We were able to survey the behaviors and motivations of 3,000 leading-edge consumers in 3 countries, who represent the “omni-channel” future of retail. Our findings contradict many of the common assumptions about the threat of “showrooming”, and reveal five distinct segments of mobile-assisted shoppers. We also identify clear opportunities for retailers to engage and retain these tech-savvy customers.
[Research]
Marketing ROI in the Era of Big Data
(co-authored with Don Sexton)
This study examined the changing practices of large corporations in their usage of “big data”, marketing measurement and ROI, and the integration of digital and traditional marketing.

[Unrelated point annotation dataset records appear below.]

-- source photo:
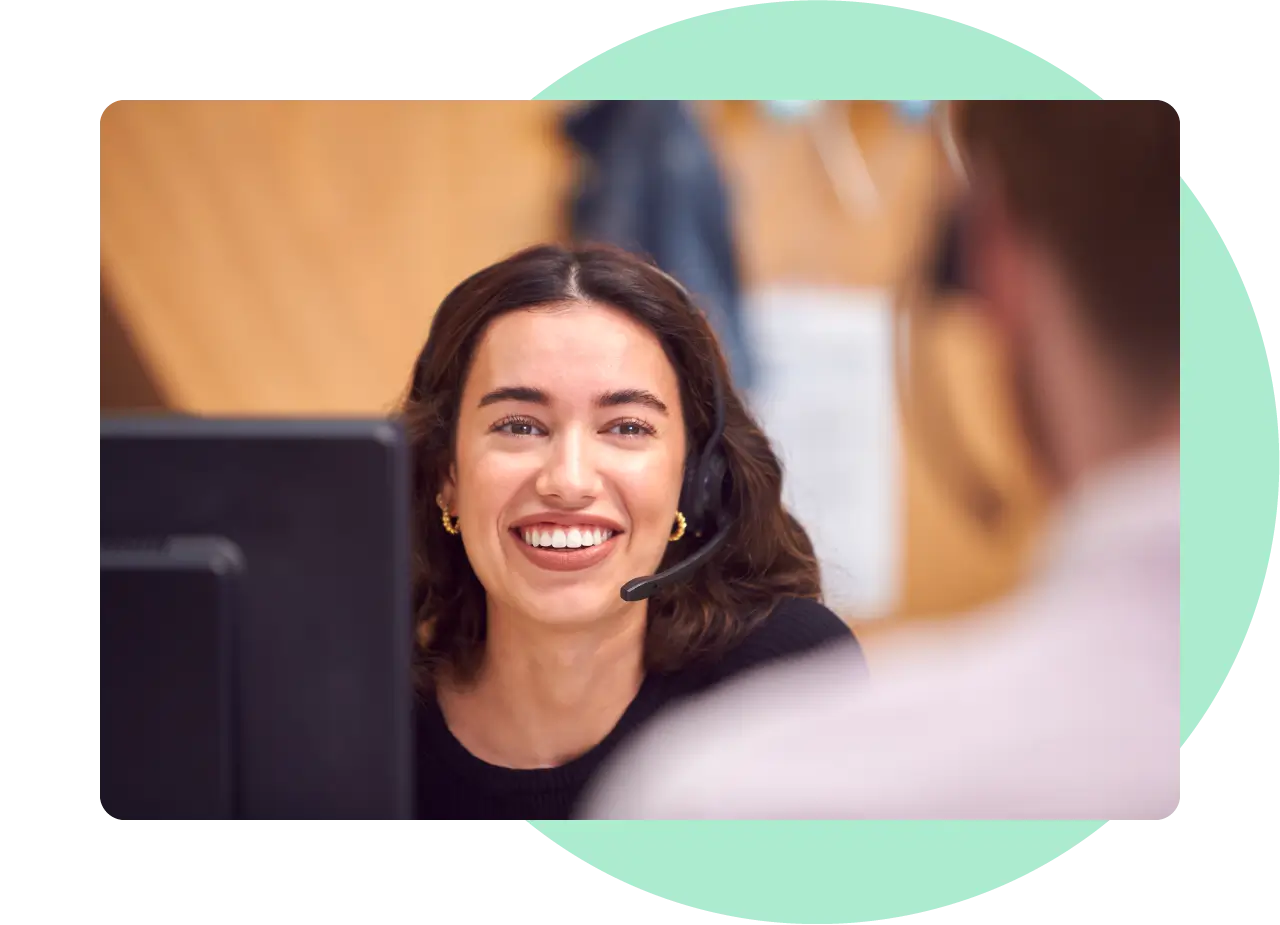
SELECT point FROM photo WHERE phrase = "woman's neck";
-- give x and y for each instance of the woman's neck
(545, 695)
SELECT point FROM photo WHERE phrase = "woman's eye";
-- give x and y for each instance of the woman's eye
(519, 429)
(630, 429)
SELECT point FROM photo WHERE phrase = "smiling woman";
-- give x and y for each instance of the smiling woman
(571, 433)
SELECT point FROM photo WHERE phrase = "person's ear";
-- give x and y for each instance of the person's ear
(995, 261)
(448, 489)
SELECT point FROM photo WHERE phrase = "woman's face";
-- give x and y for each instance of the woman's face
(570, 461)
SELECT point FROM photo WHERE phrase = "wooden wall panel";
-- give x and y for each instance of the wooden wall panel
(284, 257)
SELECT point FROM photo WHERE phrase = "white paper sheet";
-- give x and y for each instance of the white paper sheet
(827, 401)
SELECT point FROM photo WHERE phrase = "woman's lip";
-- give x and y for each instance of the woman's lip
(565, 559)
(566, 521)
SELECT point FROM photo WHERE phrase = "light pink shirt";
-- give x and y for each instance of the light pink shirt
(1059, 703)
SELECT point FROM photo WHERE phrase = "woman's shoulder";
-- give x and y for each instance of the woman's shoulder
(794, 627)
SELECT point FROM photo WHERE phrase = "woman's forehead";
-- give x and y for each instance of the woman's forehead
(588, 344)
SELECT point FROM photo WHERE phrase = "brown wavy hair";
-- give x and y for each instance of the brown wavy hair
(767, 557)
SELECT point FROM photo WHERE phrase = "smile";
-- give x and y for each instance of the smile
(561, 548)
(565, 537)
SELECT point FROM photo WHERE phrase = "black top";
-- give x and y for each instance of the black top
(455, 786)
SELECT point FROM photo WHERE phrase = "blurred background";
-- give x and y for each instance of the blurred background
(284, 259)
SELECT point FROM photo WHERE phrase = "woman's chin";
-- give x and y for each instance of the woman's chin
(574, 604)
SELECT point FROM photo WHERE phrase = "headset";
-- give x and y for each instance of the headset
(702, 500)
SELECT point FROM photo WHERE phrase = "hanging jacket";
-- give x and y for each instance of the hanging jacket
(650, 184)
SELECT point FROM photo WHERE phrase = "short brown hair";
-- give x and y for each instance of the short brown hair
(767, 555)
(1097, 182)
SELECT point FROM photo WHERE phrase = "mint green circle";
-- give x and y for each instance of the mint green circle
(867, 871)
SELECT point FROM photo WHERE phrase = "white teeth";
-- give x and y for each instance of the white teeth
(566, 537)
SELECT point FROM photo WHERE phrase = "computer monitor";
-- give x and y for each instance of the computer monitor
(254, 621)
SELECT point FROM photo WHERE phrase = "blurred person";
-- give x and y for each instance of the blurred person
(649, 182)
(1060, 701)
(561, 413)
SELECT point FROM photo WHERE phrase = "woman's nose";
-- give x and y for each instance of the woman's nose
(570, 472)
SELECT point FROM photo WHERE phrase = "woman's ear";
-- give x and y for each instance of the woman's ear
(448, 490)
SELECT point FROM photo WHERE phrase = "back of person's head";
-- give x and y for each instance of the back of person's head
(767, 554)
(1096, 183)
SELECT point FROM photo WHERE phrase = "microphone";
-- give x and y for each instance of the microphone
(640, 589)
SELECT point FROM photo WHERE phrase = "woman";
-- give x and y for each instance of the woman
(560, 406)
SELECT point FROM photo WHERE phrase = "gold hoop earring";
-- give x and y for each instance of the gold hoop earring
(451, 523)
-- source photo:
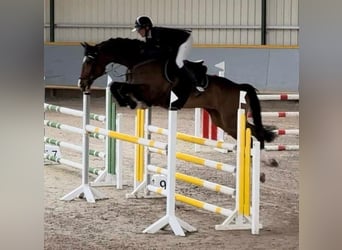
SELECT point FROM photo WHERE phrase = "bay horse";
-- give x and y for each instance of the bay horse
(146, 82)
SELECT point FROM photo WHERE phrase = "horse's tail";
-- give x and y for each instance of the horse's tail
(263, 133)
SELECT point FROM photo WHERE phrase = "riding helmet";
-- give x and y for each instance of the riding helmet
(142, 22)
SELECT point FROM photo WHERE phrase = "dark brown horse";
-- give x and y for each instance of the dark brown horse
(147, 83)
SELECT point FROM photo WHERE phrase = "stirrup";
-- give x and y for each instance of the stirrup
(200, 89)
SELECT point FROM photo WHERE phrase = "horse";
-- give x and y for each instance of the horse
(147, 83)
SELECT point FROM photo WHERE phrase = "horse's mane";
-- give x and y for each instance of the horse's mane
(121, 43)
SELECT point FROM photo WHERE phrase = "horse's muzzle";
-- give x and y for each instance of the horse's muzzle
(84, 84)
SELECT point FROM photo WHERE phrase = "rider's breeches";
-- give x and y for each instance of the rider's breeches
(183, 52)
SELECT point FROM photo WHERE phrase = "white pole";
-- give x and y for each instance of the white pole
(198, 127)
(256, 188)
(84, 190)
(170, 218)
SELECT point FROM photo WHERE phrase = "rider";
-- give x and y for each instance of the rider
(174, 43)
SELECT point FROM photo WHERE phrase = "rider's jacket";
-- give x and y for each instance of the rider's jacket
(166, 41)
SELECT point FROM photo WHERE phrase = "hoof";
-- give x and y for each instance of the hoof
(273, 163)
(262, 177)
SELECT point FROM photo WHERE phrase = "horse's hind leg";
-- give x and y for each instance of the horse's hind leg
(263, 155)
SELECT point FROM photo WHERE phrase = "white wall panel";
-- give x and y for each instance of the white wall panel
(212, 21)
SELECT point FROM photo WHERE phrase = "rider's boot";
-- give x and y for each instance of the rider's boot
(192, 78)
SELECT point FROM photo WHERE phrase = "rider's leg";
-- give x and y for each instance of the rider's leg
(182, 54)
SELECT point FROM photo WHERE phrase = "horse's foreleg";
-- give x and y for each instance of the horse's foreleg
(120, 92)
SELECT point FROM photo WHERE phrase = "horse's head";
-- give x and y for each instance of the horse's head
(93, 66)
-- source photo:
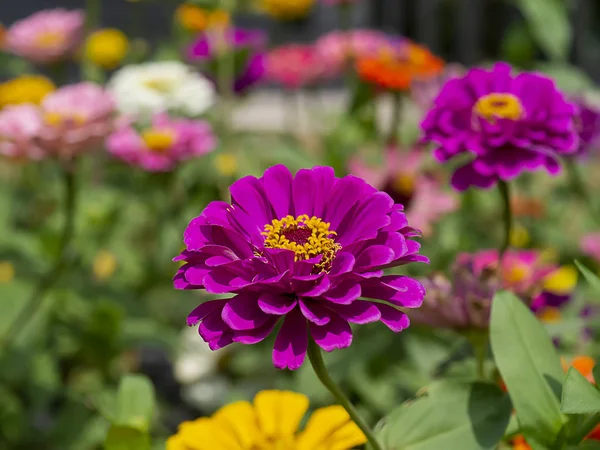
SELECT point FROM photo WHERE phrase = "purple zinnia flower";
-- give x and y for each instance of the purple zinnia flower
(588, 126)
(248, 46)
(509, 124)
(300, 250)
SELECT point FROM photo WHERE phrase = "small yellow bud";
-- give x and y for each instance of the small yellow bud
(562, 281)
(107, 48)
(226, 164)
(105, 264)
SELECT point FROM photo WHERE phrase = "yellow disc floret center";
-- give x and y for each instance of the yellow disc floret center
(158, 140)
(499, 106)
(308, 237)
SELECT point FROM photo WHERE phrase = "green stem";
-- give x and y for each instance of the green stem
(504, 189)
(316, 359)
(392, 139)
(479, 341)
(49, 279)
(578, 186)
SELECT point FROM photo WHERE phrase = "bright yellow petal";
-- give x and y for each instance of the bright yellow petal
(280, 412)
(562, 281)
(323, 423)
(241, 421)
(207, 434)
(176, 443)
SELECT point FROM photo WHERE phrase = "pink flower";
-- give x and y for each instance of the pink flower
(337, 47)
(590, 244)
(522, 270)
(46, 36)
(77, 117)
(160, 147)
(19, 128)
(294, 65)
(424, 92)
(401, 177)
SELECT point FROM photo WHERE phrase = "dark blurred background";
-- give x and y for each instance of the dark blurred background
(466, 31)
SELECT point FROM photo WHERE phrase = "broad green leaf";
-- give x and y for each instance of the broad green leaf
(455, 416)
(579, 395)
(549, 24)
(529, 365)
(568, 78)
(135, 402)
(590, 277)
(126, 438)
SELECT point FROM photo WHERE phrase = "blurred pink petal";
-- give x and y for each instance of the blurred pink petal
(46, 36)
(164, 144)
(19, 128)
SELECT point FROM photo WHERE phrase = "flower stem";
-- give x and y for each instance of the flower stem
(392, 139)
(316, 359)
(479, 340)
(578, 186)
(504, 189)
(51, 277)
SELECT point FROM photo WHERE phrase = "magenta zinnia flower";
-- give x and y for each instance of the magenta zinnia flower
(46, 36)
(164, 144)
(20, 126)
(248, 47)
(301, 250)
(509, 124)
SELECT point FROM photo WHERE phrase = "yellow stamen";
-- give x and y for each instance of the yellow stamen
(161, 85)
(307, 237)
(405, 184)
(499, 106)
(158, 140)
(550, 315)
(562, 281)
(56, 119)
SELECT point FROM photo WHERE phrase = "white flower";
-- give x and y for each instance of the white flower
(152, 87)
(195, 361)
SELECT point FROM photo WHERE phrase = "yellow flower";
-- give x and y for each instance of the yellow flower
(226, 164)
(562, 281)
(25, 89)
(195, 19)
(105, 264)
(107, 48)
(270, 423)
(7, 272)
(287, 9)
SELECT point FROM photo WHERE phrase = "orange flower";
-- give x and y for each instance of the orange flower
(396, 70)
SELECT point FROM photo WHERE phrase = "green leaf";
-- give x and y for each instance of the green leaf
(529, 365)
(135, 402)
(590, 277)
(579, 395)
(548, 21)
(456, 416)
(126, 438)
(568, 78)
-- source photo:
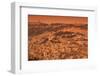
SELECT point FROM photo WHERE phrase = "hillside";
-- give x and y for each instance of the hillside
(57, 41)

The study’s results focus on 3 main findings:
- The failures to capitalize on “Big Data” for marketing
- Marketers are quick to adopt the newest digital tools, but struggle to measure them
- After detailed analysis, the report concludes with five key leadership recommendations for Chief Marketing Officers.
The Handbook on Brand and Experience Management
(co-edited with Bernd Schmitt)
(Edward Elgar Publishing, 2009)
This book explores emerging research and new directions in practice around the concepts of brand equity, brand associations, brand personality, brand extensions, and brand valuation.
The book includes:
- the latest academic research offering new frameworks for understanding brand management
- current tools in practice by brand managers today, linking theory and practice
- new conceptual frameworks for understanding and managing customer experiences
- empirical research and measurement in both brand and experience management
- articles by practitioners focusing on practical, managerial, and organizational best practices
[Case Study]
SAP: Building a Leading Technology Brand
(co-authored with Bernd Schmitt)
Hasso Plattner, co-CEO of software firm SAP AG, has hired Martin Homlish to develop a strong brand image for the firm, a B2B company whose culture has always focused more on product engineering than on marketing.

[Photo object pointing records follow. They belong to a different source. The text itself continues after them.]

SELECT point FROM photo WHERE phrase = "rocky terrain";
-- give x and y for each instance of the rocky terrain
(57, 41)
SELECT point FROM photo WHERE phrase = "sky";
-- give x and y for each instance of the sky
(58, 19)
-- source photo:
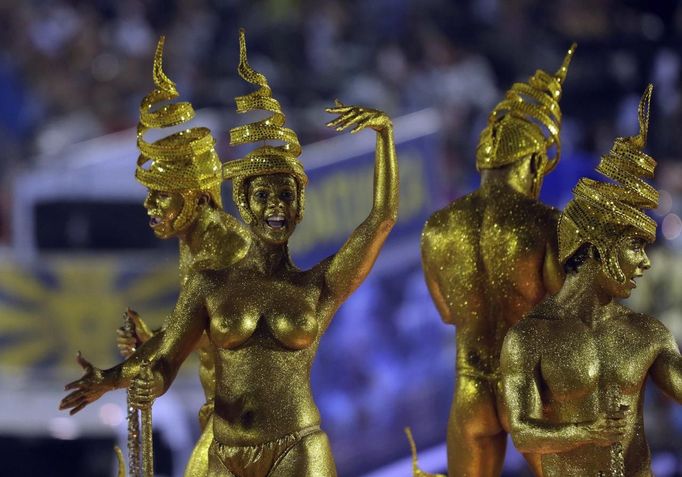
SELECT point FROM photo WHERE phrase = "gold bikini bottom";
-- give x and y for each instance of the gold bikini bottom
(252, 461)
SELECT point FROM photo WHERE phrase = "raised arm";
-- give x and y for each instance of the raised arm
(530, 432)
(667, 368)
(351, 264)
(166, 351)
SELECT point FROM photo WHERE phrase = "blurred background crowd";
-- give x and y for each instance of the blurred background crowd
(75, 70)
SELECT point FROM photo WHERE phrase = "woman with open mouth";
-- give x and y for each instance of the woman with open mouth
(264, 316)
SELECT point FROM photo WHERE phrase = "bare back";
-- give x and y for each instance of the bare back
(484, 258)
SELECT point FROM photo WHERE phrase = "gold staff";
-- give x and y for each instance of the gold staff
(133, 418)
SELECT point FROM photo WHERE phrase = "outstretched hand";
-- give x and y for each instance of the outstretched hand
(359, 117)
(87, 389)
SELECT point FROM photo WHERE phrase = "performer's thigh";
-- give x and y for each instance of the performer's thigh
(311, 456)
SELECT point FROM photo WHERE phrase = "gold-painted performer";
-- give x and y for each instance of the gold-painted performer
(265, 316)
(574, 370)
(184, 201)
(490, 256)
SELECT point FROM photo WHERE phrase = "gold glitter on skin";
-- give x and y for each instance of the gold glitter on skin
(490, 256)
(264, 315)
(574, 370)
(186, 184)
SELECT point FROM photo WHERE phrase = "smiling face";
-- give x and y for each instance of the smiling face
(163, 209)
(273, 200)
(633, 261)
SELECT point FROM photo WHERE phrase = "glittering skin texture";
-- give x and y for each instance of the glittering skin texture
(186, 184)
(488, 258)
(574, 370)
(266, 317)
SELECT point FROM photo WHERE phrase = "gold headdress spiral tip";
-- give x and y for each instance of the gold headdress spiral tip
(602, 213)
(265, 159)
(560, 75)
(183, 161)
(527, 121)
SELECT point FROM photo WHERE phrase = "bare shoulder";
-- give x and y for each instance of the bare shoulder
(648, 325)
(545, 215)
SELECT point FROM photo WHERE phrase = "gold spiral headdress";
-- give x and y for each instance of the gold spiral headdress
(265, 159)
(601, 213)
(518, 125)
(185, 161)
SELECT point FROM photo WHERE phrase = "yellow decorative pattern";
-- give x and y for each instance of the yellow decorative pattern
(265, 159)
(601, 213)
(526, 121)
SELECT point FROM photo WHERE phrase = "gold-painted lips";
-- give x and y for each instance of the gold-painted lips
(276, 222)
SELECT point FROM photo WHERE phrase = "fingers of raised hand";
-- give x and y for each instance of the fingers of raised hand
(349, 119)
(367, 120)
(84, 363)
(75, 401)
(339, 108)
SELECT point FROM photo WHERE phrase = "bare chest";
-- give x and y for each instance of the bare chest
(579, 363)
(254, 308)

This case examines Homlish’s efforts to transform marketing worldwide and spearhead a strategic branding initiative. Homlish’s challenges were to align the organization and communicate the brand consistently, as well as to build a brand strong and flexible enough to continually support changing business objectives. Homlish established SAP Global Marketing, based in New York City, and launched a comprehensive effort to build a powerful global brand. This effort produced impressive results for SAP. According to BusinessWeek’s annual brand rankings, the value of the brand rose $2.86 billion, or 46 percent, between 2000 and 2005, making SAP the only software company to gain brand value for those five years in a row.

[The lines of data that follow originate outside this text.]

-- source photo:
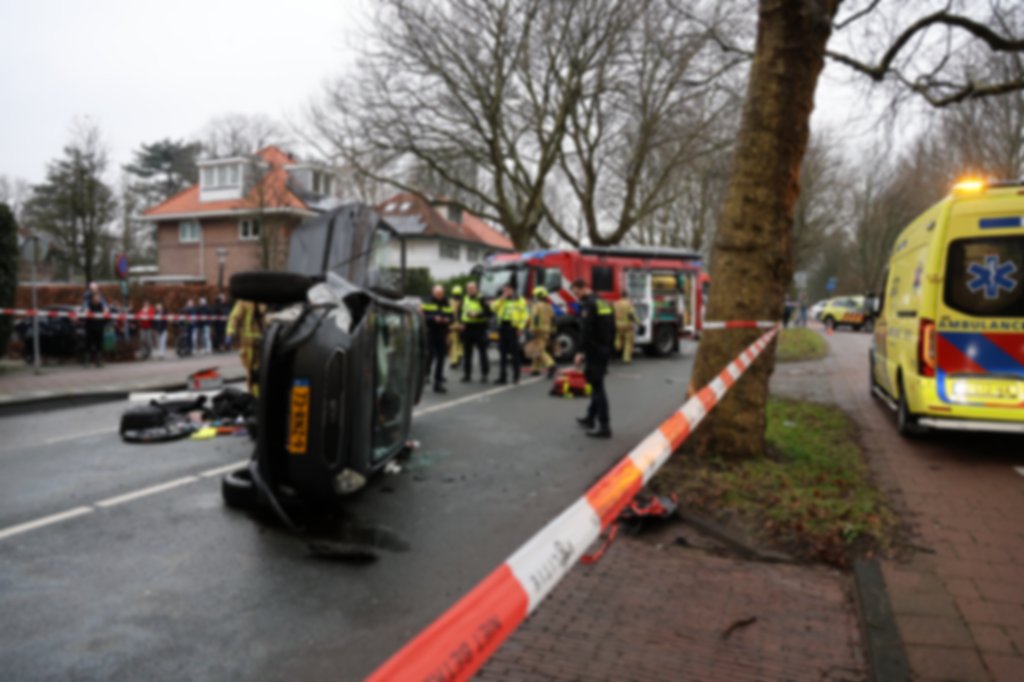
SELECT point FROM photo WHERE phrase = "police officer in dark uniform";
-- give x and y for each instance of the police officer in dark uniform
(439, 315)
(96, 304)
(597, 334)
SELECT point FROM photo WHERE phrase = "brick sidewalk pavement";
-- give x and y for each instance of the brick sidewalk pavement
(960, 600)
(71, 380)
(660, 612)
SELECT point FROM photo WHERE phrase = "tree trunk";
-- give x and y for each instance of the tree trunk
(752, 259)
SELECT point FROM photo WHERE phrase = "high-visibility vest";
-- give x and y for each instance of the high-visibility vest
(432, 306)
(471, 307)
(513, 311)
(626, 314)
(542, 316)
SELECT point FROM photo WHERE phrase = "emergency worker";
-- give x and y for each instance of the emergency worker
(512, 317)
(473, 314)
(542, 325)
(94, 302)
(626, 320)
(455, 332)
(597, 330)
(247, 321)
(437, 311)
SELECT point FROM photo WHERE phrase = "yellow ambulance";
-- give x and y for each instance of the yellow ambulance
(948, 345)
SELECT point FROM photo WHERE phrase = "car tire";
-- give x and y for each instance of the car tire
(239, 491)
(566, 344)
(272, 288)
(906, 422)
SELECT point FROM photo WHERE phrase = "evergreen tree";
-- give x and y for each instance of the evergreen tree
(164, 168)
(74, 205)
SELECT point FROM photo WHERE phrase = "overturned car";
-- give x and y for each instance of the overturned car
(341, 365)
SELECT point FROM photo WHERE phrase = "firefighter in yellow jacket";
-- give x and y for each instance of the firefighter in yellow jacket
(512, 313)
(626, 321)
(455, 333)
(247, 321)
(542, 325)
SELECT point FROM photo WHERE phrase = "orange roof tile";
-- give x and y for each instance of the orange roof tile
(472, 227)
(270, 192)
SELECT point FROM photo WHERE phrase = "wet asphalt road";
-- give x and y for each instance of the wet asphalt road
(172, 585)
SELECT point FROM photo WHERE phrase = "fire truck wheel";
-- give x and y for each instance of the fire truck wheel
(273, 288)
(238, 489)
(566, 344)
(665, 340)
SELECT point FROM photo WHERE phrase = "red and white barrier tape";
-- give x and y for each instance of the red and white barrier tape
(739, 324)
(88, 314)
(459, 642)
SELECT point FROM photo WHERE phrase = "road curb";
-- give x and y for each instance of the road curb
(886, 656)
(18, 406)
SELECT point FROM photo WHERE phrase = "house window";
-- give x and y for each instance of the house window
(188, 231)
(450, 251)
(249, 229)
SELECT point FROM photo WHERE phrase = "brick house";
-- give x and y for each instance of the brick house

The complete case study is available for download here: Part A | Part B.
There’s No Business That’s Not Show Business:
Marketing in an Experience Culture
(co-authored with Bernd Schmitt and Karen Vrotsos)
(FT Press, 2003)
The authors lift the curtain on how successful brands like BMW, Intel, and Victoria’s Secret win over customers in an experience-driven culture. The book shows managers how an experiential marketing strategy can be taken to implementation in a range of media.
In today’s “show business,” experiential marketing has moved beyond the world of advertising to include staged events, experiential retail space, street theater, and squads of customer evangelists. Experiential marketers use “show business” to generate buzz, launch products, grow brands, and build great customer relationships.